Summary: This is the story of Doubting Thomas. God can meet us in our doubts and questions to increase our faith.
Finding God in the Questions
April 15, 2007
Do you remember the movie “The Christmas Story” that is replayed on television every year during the month of December? There is a scene in that movie in which Ralphy, the little boy who is the main character, goes outside and touches his tongue to a steel pole… and it sticks! I remember my son Chris saying to me one cold December day when he was about 10 years old, “What if I did that? Would my tongue stick?” He didn’t take me for my word, and so had to try it himself on the basketball goal post in the back yard. Yep. It stuck.
Kids always have those “what if” questions. What if I drank 10 root beer floats at one time? What if cows could really jump over the moon? What if I had gills? Would I be able to swim like a fish? What if the President came over for dinner? What would we serve him? What if I hit my sister? Will you be mad at me?
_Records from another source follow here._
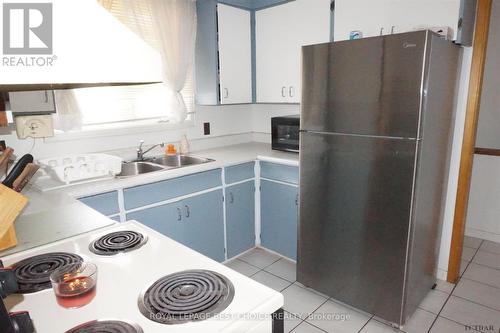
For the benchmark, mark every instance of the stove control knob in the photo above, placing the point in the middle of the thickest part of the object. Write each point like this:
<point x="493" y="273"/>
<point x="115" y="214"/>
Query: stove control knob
<point x="22" y="322"/>
<point x="8" y="283"/>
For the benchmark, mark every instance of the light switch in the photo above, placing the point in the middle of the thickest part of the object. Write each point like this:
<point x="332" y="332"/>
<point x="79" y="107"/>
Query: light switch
<point x="34" y="126"/>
Those questions don’t always stop when we reach adulthood. I remember asking my mother and father what would happen if I chose to get married before I went to seminary.
We also ask a lot of “why” questions. Why is the sky blue? Why is the grass green? Why do I have to eat my vegetables? Why can’t I hit my sister? Why do I have to go to bed so early? The questions go on and on. Here are a few more.
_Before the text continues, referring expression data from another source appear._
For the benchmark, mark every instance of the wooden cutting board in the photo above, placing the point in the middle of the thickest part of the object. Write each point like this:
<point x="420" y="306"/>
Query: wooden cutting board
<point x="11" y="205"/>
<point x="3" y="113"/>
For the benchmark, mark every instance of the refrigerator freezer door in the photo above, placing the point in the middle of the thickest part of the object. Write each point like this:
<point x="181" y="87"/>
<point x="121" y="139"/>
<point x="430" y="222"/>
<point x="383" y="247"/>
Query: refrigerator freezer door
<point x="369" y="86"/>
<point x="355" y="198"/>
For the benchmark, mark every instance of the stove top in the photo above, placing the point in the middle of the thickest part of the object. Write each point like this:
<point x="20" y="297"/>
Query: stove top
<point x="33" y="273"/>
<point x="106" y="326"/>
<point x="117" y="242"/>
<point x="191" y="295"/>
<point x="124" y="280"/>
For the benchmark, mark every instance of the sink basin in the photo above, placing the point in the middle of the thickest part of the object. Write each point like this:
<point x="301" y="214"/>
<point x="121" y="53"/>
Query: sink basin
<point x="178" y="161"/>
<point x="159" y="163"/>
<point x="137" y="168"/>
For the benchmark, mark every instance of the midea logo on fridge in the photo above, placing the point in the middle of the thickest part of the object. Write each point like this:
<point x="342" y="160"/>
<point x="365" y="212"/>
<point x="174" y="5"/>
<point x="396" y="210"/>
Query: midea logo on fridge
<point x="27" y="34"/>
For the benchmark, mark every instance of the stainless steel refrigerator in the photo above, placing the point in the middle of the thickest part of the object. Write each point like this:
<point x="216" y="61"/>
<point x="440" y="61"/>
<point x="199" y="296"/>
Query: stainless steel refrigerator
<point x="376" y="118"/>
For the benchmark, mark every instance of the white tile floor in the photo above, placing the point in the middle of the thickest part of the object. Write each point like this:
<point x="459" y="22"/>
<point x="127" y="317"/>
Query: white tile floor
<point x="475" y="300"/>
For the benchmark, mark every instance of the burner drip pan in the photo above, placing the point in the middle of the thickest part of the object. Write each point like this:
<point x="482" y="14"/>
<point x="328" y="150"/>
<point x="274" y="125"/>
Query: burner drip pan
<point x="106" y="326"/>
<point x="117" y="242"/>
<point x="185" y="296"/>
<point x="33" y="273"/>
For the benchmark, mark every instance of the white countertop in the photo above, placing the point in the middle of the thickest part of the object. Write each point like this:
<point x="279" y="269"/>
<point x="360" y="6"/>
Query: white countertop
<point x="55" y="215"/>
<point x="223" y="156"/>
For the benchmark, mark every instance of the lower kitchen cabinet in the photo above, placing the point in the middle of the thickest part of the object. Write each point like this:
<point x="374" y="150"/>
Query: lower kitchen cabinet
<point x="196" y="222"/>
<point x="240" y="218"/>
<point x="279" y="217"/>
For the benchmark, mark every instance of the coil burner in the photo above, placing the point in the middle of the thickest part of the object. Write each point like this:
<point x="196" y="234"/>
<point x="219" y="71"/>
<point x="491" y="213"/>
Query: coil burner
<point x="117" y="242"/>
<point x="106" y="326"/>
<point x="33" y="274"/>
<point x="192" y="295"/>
• Why do they have Braille writing on the bank’s drive up cash machine?
• Why do banks charge a fee on insufficient funds when they know that the money is not there in the first place?
• Why does Superman stop bullets with his chest, but ducks when you throw a revolver at him?
• How come you never hear father-in-law jokes?
• Why do they use sterile needles for death by lethal injection?
The Scripture lesson for today is about questions. Questions and doubts and what ifs. Even the most faithful among us have them from time to time.
According to the Gospel of John, on the evening of the resurrection ten of the disciples of Jesus gathered behind closed and locked doors. Judas, for obvious reasons, was not there. Thomas, for reasons unexplained, was also absent the gathering.
We can only surmise what they were thinking and feeling. They were certainly afraid; the text makes that clear. Confused, lonely, depressed, desperate, disbelieving, lost: a thousand other emotions must have flooded their minds.
They had heard the story of Mary and her early morning visit to the tomb of Jesus. She came running to tell everyone that the stone had been rolled away from the grave and that he had risen from the dead.
Even though the news was good, they still huddled behind doors that were bolted against unwanted visitors. They didn’t know if or when the same people who put Jesus to death would show up at their door. They were taking no chances.
The Disciples were facing their own “What If?” situation. What if this was all a dream? What if it had never happened? What if they were imagining things? What if all of this talk about Jesus being the Messiah was just so much talk? What if Jesus really couldn’t be trusted?